Levac dashed down the steps to see the door blown off its hinges, with Captain Haim prone on the ground before the opening, his face ashen. Two hulking zombies ducked under the threshold and lumbered into the entrance hall. Captain Haim scuttled to his feet and drew his sword, but stood back from the hulks.
Why hadn’t the lens showed him the zombies, Levac thought? Unless—
“Levac, I could use you! I thought you said the wards were—”
“We’ve been breached!” Levac shouted.
Wards exploded in a series of rapid cracks along the edge of the door, arcing blue lightning into the zombies and wracking their bodies rigid. The creatures groaned as foul smoke poured out of their rotting skin. If those corpses had fooled the door lens somehow, at least they hadn’t managed to deactivate the other defenses.
Levac grabbed a sledgehammer from the case and flanked up next to Haim, who didn’t dare sink his steel sword into the electrified undead. Levac reared back for an overhand swing.
“Do it,” said Haim.
Levac brought the mallet down. He crushed the skull of one of the zombies, and it fell. He brought the hammer around again, and smashed through the collarbone of the other. The two of them fell in a heap.
Levac huffed. “How the heck did those things fool the lens?” he said.
“Levac…”
Haim was looking through the doorway, out to the yard surrounding the stronghold. Levac looked.
A sea of undead was amassed around the stronghold: two ranks of bloated fleshbags, a legion of zombie grunts led by a contingent of undead spellcasters, three enormous dreg reavers with their ribcages carrying squads of animated skeletons, and flyers in the form of a cloud of undead drakes and kathari.
“Malfegor …” Haim breathed.
Behind the undead army was a towering, misshapen demon lord with broad, batlike wings, four arms, and the lower body of a huge, black-scaled dragon. It spoke some booming, guttural blasphemy to its troops, and the sea of undead began to advance. Torchlight faced Malfegor, the demon-dragon abomination, the cruelest and most powerful demon lord in all of Grixis. If Malfegor was there in person, then Torchlight was going to fall, and not after a long siege. The hermitage, the last major refuge of humanity, would go that night.
“Get out of here,” said Haim.
Levac stared.
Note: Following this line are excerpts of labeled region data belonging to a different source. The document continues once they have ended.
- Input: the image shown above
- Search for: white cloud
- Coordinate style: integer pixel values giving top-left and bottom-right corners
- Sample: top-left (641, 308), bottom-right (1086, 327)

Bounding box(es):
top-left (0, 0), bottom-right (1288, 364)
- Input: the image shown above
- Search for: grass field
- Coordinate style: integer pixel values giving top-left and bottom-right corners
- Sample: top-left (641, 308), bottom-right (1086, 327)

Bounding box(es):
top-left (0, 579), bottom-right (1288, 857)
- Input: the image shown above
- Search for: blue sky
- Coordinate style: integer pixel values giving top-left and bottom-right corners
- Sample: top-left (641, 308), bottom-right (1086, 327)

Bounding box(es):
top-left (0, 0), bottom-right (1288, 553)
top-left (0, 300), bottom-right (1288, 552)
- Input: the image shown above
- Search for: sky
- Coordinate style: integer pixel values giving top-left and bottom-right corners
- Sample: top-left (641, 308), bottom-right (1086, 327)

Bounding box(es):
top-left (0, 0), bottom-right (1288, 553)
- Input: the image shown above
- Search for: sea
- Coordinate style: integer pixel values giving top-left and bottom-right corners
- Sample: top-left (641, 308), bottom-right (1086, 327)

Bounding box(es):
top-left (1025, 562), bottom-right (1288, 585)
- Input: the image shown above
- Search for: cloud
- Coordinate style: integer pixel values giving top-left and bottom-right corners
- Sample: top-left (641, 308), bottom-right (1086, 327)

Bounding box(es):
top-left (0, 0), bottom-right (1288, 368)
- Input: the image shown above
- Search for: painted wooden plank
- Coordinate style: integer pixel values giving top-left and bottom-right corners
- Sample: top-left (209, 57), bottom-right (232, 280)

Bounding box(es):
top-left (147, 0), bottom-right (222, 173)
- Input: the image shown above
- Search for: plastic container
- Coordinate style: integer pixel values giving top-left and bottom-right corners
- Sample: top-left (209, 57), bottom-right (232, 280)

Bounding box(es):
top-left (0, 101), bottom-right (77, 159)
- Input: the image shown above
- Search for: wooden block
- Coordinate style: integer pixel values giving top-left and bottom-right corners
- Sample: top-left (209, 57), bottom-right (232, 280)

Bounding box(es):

His fingers dropped the sledgehammer, and his feet took a single, slow step backward. “Levac, you idiot, run!”
Windows shattered. Wards fired off ineffectually as the undead began pouring through every portal in the stronghold’s ground level. Some sort of undead beast pounced in the open doorway and knocked down Captain Haim. Levac rushed up the stairs as he heard Haim’s screams.
Levac took one final look back, and regretted it. Haim’s entrails flew every which way as the beast and three other zombies feasted on his abdomen, while he screamed and tried to beat on them with his fists.
Levac took the stairs three at a time.
“Salay!” he bellowed over the popping of the wards. “Salay!”
Other living humans streamed past him on the stairwell, carrying rusted swords and shields. Levac said silent goodbyes to them as they passed.
He reached the landing. His wife Salay regarded him from their vestibule. She would have looked waiflike with her concave cheeks, but for her pregnant belly.